Der jüngere Bruder entfloh, sprang auf ein Pferd und raste im Galopp davon.

Die Soldaten machten sich sogleich an seine Verfolgung; für den Fliehenden ging es um Leben und Tod, für die Verfolger um eine ansehnliche Belohnung. Die Soldaten begannen, den Quintilier einzuholen, doch glücklicherweise hatten die Attentäter dies vorausgesehen und sich einen Ausweg einfallen lassen, der sonderbar genug anmuten mag, aber sollten Sie mir nicht glauben wollen, ist Cassius Dio mein Gewährsmann. Der Flüchtende führte einen Schlauch mit Hasenblut mit sich, und der Hase ist bekanntermaßen das einzige Tier, dessen Blut nicht gerinnt; der Flüchtende trank so viel von dem Blut, wie er konnte, und ließ sich vom Pferd fallen wie verwundet. Man fand ihn auf der Straße liegend und Sturzbäche von Blut speiend; und die Verfolger, die ihn für tot, ja mausetot hielten, plünderten ihn aus und entkleideten ihn, ließen den Leichnam liegen und berichteten Commodus, dass und wie sein Feind zu Tode gekommen war. Unterdessen hatte der Quintilier sich erhoben, war nach Hause gegangen, hatte sich angekleidet, alle Wertgegenstände, die er tragen konnte, mitgenommen und war entflohen.«

»Und Commodus«, fragte der Husarenoffizier, »wie ist er gestorben? Dieser Schlächter, der an einem Tag hundert Löwen töten konnte, hat mein Interesse geweckt.«

»Commodus wurde von seiner Favoritin Marcia vergiftet und von seinem Lieblingsathleten Narcissus erwürgt. Pertinax riss die Macht über das römische Reich an sich und bezahlte dafür sechs Monate später mit seinem Leben. Daraufhin kaufte Didius Julianus Rom und die Welt als Zugabe, doch Rom war es noch nicht gewohnt, verkauft zu werden.«

»Daran hat es sich seitdem gewöhnt«, warf der Offizier ein.

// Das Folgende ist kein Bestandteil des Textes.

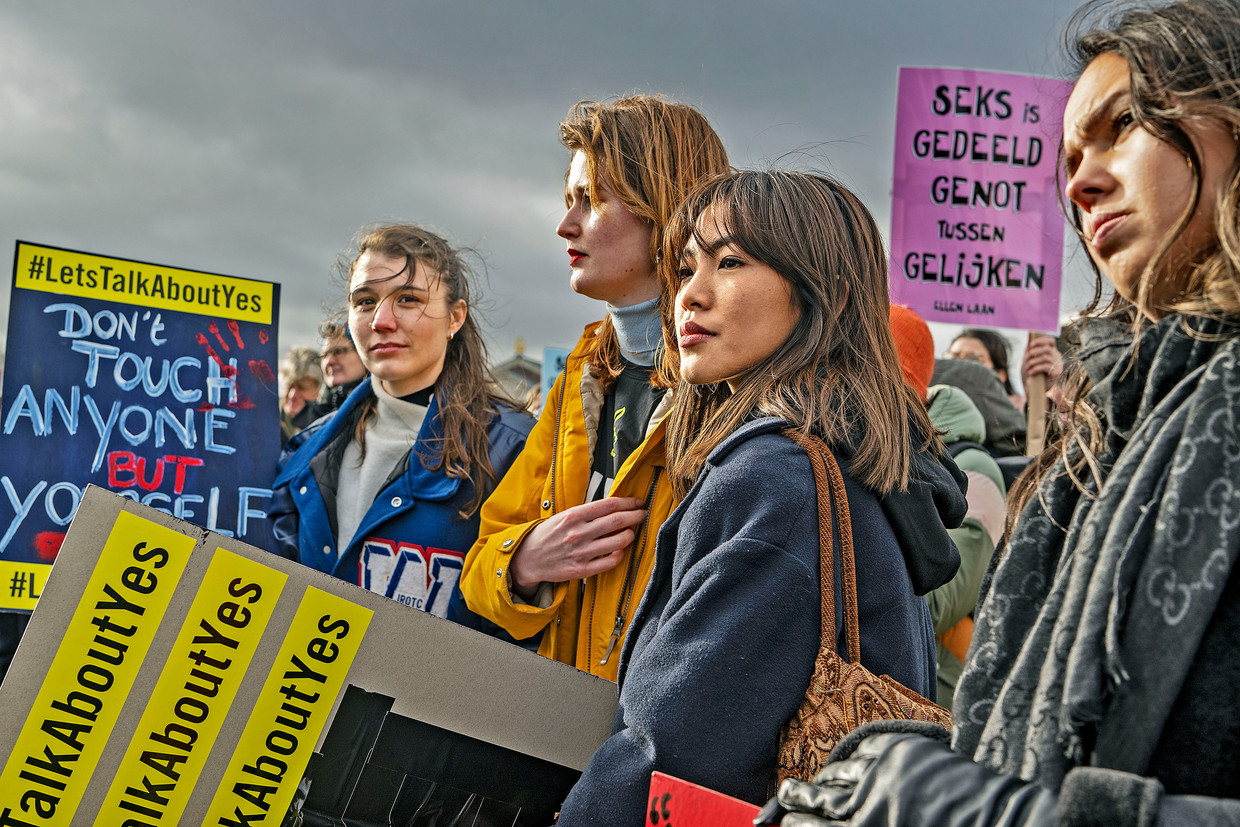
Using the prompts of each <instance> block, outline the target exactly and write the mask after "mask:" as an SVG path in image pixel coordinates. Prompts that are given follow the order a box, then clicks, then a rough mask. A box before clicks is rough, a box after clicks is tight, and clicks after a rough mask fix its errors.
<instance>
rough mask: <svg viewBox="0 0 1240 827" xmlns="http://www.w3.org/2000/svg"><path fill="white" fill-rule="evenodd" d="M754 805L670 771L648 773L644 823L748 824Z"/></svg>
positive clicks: (753, 822)
mask: <svg viewBox="0 0 1240 827" xmlns="http://www.w3.org/2000/svg"><path fill="white" fill-rule="evenodd" d="M756 816H758V807H755V806H754V805H751V803H749V802H748V801H742V800H740V798H733V797H732V796H725V795H723V794H722V792H715V791H714V790H709V789H707V787H703V786H701V785H697V784H691V782H688V781H683V780H681V779H677V777H676V776H672V775H666V774H663V772H655V774H652V775H651V776H650V811H649V812H647V813H646V827H751V825H753V823H754V818H755V817H756Z"/></svg>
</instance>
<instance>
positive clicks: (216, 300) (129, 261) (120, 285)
mask: <svg viewBox="0 0 1240 827" xmlns="http://www.w3.org/2000/svg"><path fill="white" fill-rule="evenodd" d="M14 286H15V288H21V289H24V290H40V291H42V293H58V294H62V295H67V296H78V298H82V299H100V300H103V301H119V303H122V304H129V305H136V306H139V307H148V309H151V310H180V311H182V312H193V314H200V315H203V316H216V317H221V319H236V320H238V321H253V322H258V324H262V325H269V324H272V311H273V305H274V296H275V288H274V285H273V284H270V283H268V281H257V280H252V279H243V278H237V276H229V275H216V274H213V273H200V272H197V270H182V269H180V268H175V267H162V265H157V264H144V263H143V262H134V260H130V259H122V258H109V257H105V255H94V254H92V253H79V252H77V250H69V249H62V248H58V247H45V245H42V244H30V243H26V242H22V243H21V244H20V245H19V248H17V259H16V262H15V263H14Z"/></svg>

»Ja, aber diesmal lehnte es sich auf, auch wenn wir nicht vergessen dürfen, dass der Verkäufer zu bezahlen vergessen hatte. Septimus Severus nutzte den Aufstand, um Didius Julianus ermorden zu lassen, bestieg den Thron, und die Welt atmete auf.«

Da die nächste Poststation Velletri war und es von Rom bis Velletri fünf Meilen sind, bat der Postillion, seine Pferde verschnaufen zu lassen.

Diese Erlaubnis erteilten ihm die zwei Reisenden umso bereitwilliger, als sie eine der fesselndsten Stellen der römischen Campagna erreicht hatten.